DRIV provides e-commerce solutions to software publishers and retailers around the world.

Sales and marketing expenses declined 1.1% year over year. However, sales and marketing costs are projected to increase in the second half of 2009 due to increases in headcount. Product R&D expense declined 1.8% year over year. R&D expense is also estimated to increase in the second half of the year as DRIV hires additional development resources to deliver new products and services. G&A costs were down almost 18% year over year.

GAAP operating margin came in at 13.4%. Non-GAAP operating margin (excluding stock compensation expense, amortization of acquisition related intangibles) came in at 20.5%, compared to 20.2% in the year-ago quarter and 27.8% in the previous quarter.

GAAP EPS came in at $0.31. Non-GAAP EPS of $0.42 beat the consensus estimate by a penny and were consistent with management’s second quarter guidance of $0.39 – $0.42.
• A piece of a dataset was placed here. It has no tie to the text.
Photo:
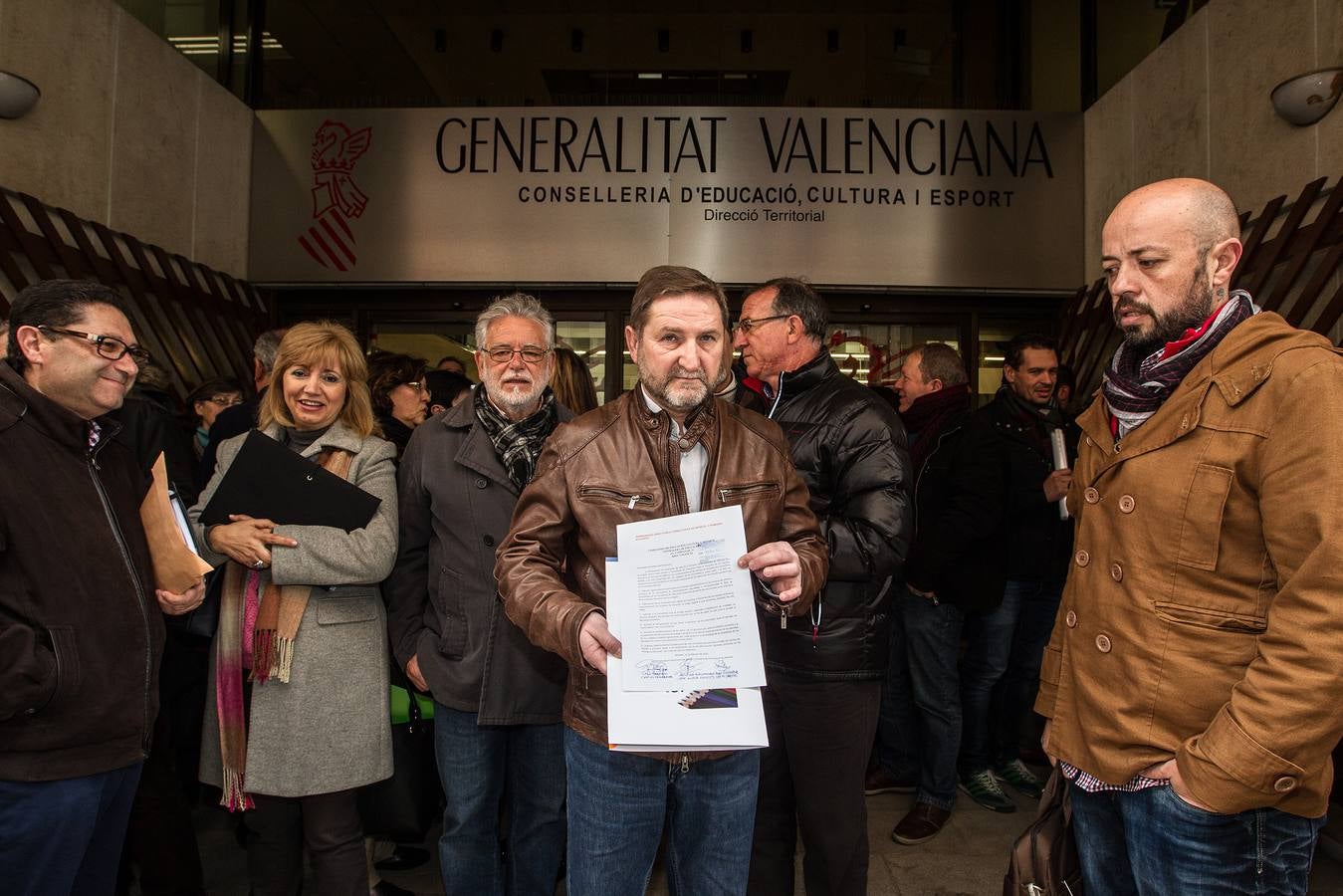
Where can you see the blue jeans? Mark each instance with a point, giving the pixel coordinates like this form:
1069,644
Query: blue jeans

Going forward, management expects revenues between $96.5 million and $98.5 million, in the third quarter of 2009, against consensus forecast of $97.8 million. Non-GAAP EPS is projected between $0.38 and $0.41, against consensus estimate of $0.45. Management is cautiously optimistic for the remainder of 2009 and is encouraged by the growth in sales pipeline, new product roadmap and recent wins in the business to business software market.

Earlier this month, DRIV announced its plans to outsource its global customer service operations to Tennessee-based Sitel, a leading global business process outsourcing provider. The company also plans to realign resources across the company. Both these actions will result in eliminate120 positions globally primarily related to the outsourcing of customer service operations.

This organizational change is expected to drive efficiencies for the company in 2010. The company also plans to hire experienced sales professionals accustomed to working with top management and large global enterprises.

DRIV is currently diversifying its software business into complementary markets, which include consumer electronics and games. DRIV also plans to invest in new technologies to unlock opportunities in horizontal markets such as subscriptions and business-to-business software market.

The stock has more than doubled after touching a low of $18 in the crash of November 2008, in part due to a broader market rally. Although outsourcing will improve margins by reducing costs, we expect margins to remain under pressure due to the initial ramp up of new consumer electronic and business to business software customers. We maintain our HOLD on the stock.